In coal-fired boilers, hot flue gas leaving the economizer section of the boiler is ducted to the SCR reactor. Ductwork may also be provided to bypass some flue gas around the economizer during periods when the boiler is operating at a reduced load to help maintain temperature for the SCR. The SCR reactor is typically configured as a “high-dust” arrangement in which there is no “hot-side” ESP and thus no ash removal prior to the reactor. In rare instances, an SCR may be configured as “low-dust” in which case there is a “hot-side” ESP operating upstream of the reactor. Prior to entering the reactor, ammonia (NH3) is injected into the flue gas at a sufficient distance upstream of the reactor to provide for adequate mixing of the NH3 and flue gas. An ammonia injection grid (AIG) assists in the distribution of ammonia, and is a critical design component of the overall SCR system. The NH3 and NOx react as they pass through the catalyst. The flue gas leaving the catalytic reactor enters the air preheater where it transfers heat to the incoming combustion air.

A small amount of NH3 exits the reactor unreacted – this unreacted ammonia is termed “ammonia slip.” The allowable ammonia slip is a critical design factor, along with the required NOx removal percentage and inlet NOx level. High ammonia slip is an indicator of an unhealthy SCR system, generally caused by one or more factors, such as poor ammonia, NOx, or flow distributions, fouling, or catalyst deactivation. Ammonia slip is problematic for coal-fired boilers because it contributes to fouling In the air preheater due to the formation of ammonium bisulfate (NH4HSO4), and to ammonia contamination of the fly ash which may disrupt ash sales and use.

For more information on SCR, we recommend this DOE publication.

Conceptual SCR Flow Diagram for Coal-Fired Boiler

SCR is commonly applied to combined cycle combustion turbines (CCCTs) for NOx control. For CTs, the general approach of SCR is similar to that of coal-fired boilers, but there are some significant differences. First, there is no appreciable ash present, making the overall ductwork and catalyst design very different with a CT. The flue gas path through the reactor/catalyst is generally horizontal, such that the catalyst is placed as a vertical stack, rather than a horizontal stack as with coal-fired boilers. Further, coal-fired boilers typically have multiple catalyst layers (usually 2 to 4), while only a single layer of catalyst is typically used for CTs. For CTs, the maximum ammonia slip is usually dictated by regulatory limits, rather than operation limits (to prevent air preheater plugging as with coal-fired boilers, for example). This results in ammonia slip limits with CTs often being as high as 10 ppm, vs. the 2 ppm common with coal-fired boilers. However, regulatory pressures have lowered the allowable ammonia slip to levels consistent with coal-fired boilers in some cases.

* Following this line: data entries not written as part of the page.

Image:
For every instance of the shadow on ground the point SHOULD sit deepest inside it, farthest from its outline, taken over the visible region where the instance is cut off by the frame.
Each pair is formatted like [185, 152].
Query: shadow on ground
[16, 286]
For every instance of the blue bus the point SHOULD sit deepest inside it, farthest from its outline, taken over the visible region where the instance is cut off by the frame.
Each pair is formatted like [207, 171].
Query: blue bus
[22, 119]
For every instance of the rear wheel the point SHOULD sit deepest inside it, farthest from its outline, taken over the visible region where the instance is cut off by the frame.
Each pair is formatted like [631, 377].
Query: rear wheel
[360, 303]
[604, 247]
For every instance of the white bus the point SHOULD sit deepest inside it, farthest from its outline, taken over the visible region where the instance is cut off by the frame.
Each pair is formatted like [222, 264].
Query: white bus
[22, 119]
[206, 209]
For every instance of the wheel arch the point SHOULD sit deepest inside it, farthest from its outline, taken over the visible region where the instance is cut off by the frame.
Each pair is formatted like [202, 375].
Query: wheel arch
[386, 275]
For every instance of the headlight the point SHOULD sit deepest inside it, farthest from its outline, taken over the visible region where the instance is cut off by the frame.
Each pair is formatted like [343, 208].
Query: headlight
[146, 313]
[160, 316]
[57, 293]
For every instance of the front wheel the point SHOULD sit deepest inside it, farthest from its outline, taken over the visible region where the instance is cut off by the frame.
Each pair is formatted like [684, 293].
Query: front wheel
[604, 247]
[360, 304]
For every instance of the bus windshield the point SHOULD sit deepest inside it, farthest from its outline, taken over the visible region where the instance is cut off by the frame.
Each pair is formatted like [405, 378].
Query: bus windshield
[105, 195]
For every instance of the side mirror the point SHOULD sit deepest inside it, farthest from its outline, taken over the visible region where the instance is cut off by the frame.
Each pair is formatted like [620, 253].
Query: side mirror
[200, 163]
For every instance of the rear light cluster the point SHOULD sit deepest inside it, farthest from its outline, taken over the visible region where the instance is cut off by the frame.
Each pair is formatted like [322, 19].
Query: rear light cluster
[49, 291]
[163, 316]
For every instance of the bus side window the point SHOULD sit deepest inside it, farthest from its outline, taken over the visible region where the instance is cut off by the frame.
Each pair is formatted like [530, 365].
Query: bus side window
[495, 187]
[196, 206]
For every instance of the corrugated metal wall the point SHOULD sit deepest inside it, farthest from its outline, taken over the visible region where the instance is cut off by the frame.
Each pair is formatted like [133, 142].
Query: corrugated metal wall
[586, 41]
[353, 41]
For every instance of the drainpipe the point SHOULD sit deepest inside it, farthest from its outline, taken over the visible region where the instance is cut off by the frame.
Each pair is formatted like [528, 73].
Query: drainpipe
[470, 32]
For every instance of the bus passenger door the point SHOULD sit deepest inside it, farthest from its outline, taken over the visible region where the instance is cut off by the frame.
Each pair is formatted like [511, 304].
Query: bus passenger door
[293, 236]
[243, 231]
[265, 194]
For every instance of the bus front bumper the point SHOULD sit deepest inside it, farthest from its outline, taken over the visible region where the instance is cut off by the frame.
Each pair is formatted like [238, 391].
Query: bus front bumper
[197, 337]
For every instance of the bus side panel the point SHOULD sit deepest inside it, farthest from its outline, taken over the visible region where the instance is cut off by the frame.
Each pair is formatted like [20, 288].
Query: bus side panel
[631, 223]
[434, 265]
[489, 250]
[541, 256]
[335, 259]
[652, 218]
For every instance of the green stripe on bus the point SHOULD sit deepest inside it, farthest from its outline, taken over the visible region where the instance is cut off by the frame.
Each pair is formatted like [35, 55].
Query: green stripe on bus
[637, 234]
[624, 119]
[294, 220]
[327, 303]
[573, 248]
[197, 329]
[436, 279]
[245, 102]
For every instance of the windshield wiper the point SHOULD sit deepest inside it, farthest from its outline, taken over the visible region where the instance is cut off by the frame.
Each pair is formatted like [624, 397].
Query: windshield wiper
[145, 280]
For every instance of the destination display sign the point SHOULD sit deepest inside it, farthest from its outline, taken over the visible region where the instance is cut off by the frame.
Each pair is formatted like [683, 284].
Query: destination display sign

Because the catalysts applied to CTs can be designed with much smaller pitch (a measure of flue gas channel opening size) and the deNOx demand is not as high, much less volume of catalyst is required on CTs as compared to coal-fire boilers. In addition, the deactivation of catalyst with CTs occurs at a relatively slow rate. As a result of these factors, CT catalyst replacement does no occur as often as with coal-fired boilers. However, as with coal-fired boilers, catalyst and system management with CTs is extremely important. In the current environment, CTs are often being operated much more often and at higher loads than was previously the case. This places a higher demand on the SCR system, and requires more diligent efforts to ensure SCR operability. Catalyst testing, system tuning, and performance testing are all important aspects of operating SCRs on today’s CTs.